14 KiB
GraphQL Query Technical Specification
Overview
This specification describes the implementation of a GraphQL query interface for TrustGraph's structured data storage in Apache Cassandra. Building upon the structured data capabilities outlined in the structured-data.md specification, this document details how GraphQL queries will be executed against Cassandra tables containing extracted and ingested structured objects.
The GraphQL query service will provide a flexible, type-safe interface for querying structured data stored in Cassandra. It will dynamically adapt to schema changes, support complex queries including relationships between objects, and integrate seamlessly with TrustGraph's existing message-based architecture.
Goals
- Dynamic Schema Support: Automatically adapt to schema changes in configuration without service restarts
- GraphQL Standards Compliance: Provide a standard GraphQL interface compatible with existing GraphQL tooling and clients
- Efficient Cassandra Queries: Translate GraphQL queries into efficient Cassandra CQL queries respecting partition keys and indexes
- Relationship Resolution: Support GraphQL field resolvers for relationships between different object types
- Type Safety: Ensure type-safe query execution and response generation based on schema definitions
- Scalable Performance: Handle concurrent queries efficiently with proper connection pooling and query optimization
- Request/Response Integration: Maintain compatibility with TrustGraph's Pulsar-based request/response pattern
- Error Handling: Provide comprehensive error reporting for schema mismatches, query errors, and data validation issues
Background
The structured data storage implementation (trustgraph-flow/trustgraph/storage/objects/cassandra/) writes objects to Cassandra tables based on schema definitions stored in TrustGraph's configuration system. These tables use a composite partition key structure with collection and schema-defined primary keys, enabling efficient queries within collections.
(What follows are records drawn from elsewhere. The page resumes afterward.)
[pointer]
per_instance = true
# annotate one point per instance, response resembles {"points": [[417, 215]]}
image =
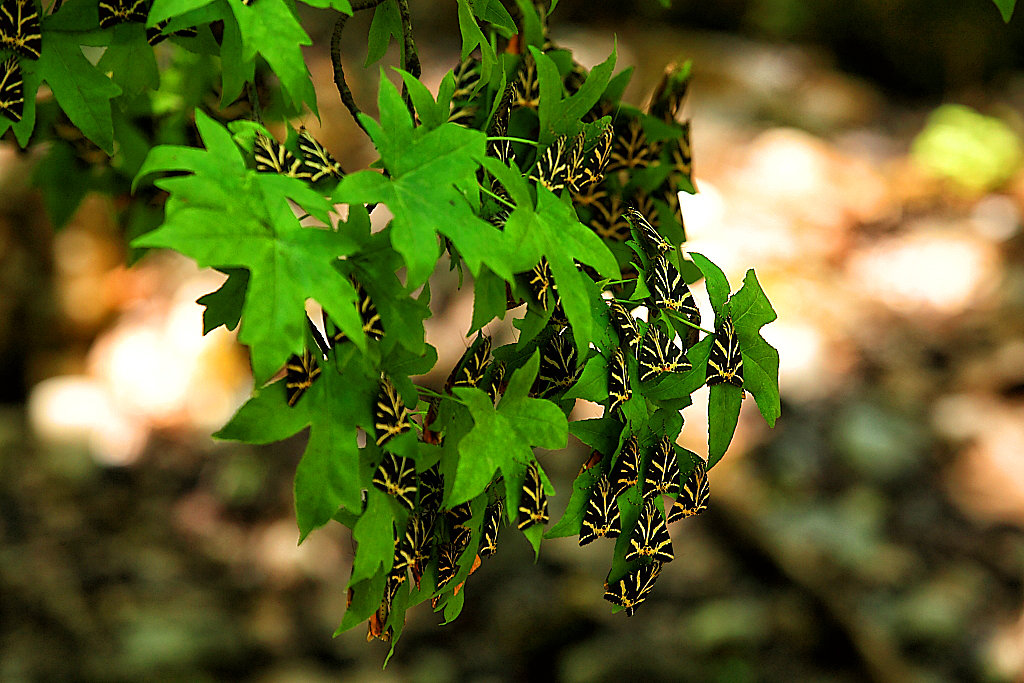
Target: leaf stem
{"points": [[497, 197], [513, 139]]}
Current limitations that this specification addresses:
- No query interface for the structured data stored in Cassandra
- Inability to leverage GraphQL's powerful query capabilities for structured data
- Missing support for relationship traversal between related objects
- Lack of a standardized query language for structured data access
The GraphQL query service will bridge these gaps by:
- Providing a standard GraphQL interface for querying Cassandra tables
- Dynamically generating GraphQL schemas from TrustGraph configuration
- Efficiently translating GraphQL queries to Cassandra CQL
- Supporting relationship resolution through field resolvers
Technical Design
Architecture
The GraphQL query service will be implemented as a new TrustGraph flow processor following established patterns:
Module Location: trustgraph-flow/trustgraph/query/objects/cassandra/
Key Components:
-
GraphQL Query Service Processor
- Extends base FlowProcessor class
- Implements request/response pattern similar to existing query services
- Monitors configuration for schema updates
- Maintains GraphQL schema synchronized with configuration
-
Dynamic Schema Generator
- Converts TrustGraph RowSchema definitions to GraphQL types
- Creates GraphQL object types with proper field definitions
- Generates root Query type with collection-based resolvers
- Updates GraphQL schema when configuration changes
-
Query Executor
- Parses incoming GraphQL queries using Strawberry library
- Validates queries against current schema
- Executes queries and returns structured responses
- Handles errors gracefully with detailed error messages
-
Cassandra Query Translator
- Converts GraphQL selections to CQL queries
- Optimizes queries based on available indexes and partition keys
- Handles filtering, pagination, and sorting
- Manages connection pooling and session lifecycle
-
Relationship Resolver
- Implements field resolvers for object relationships
- Performs efficient batch loading to avoid N+1 queries
- Caches resolved relationships within request context
- Supports both forward and reverse relationship traversal
Configuration Schema Monitoring
The service will register a configuration handler to receive schema updates:
self.register_config_handler(self.on_schema_config)
When schemas change:
- Parse new schema definitions from configuration
- Regenerate GraphQL types and resolvers
- Update the executable schema
- Clear any schema-dependent caches
GraphQL Schema Generation
For each RowSchema in configuration, generate:
-
GraphQL Object Type:
- Map field types (string → String, integer → Int, float → Float, boolean → Boolean)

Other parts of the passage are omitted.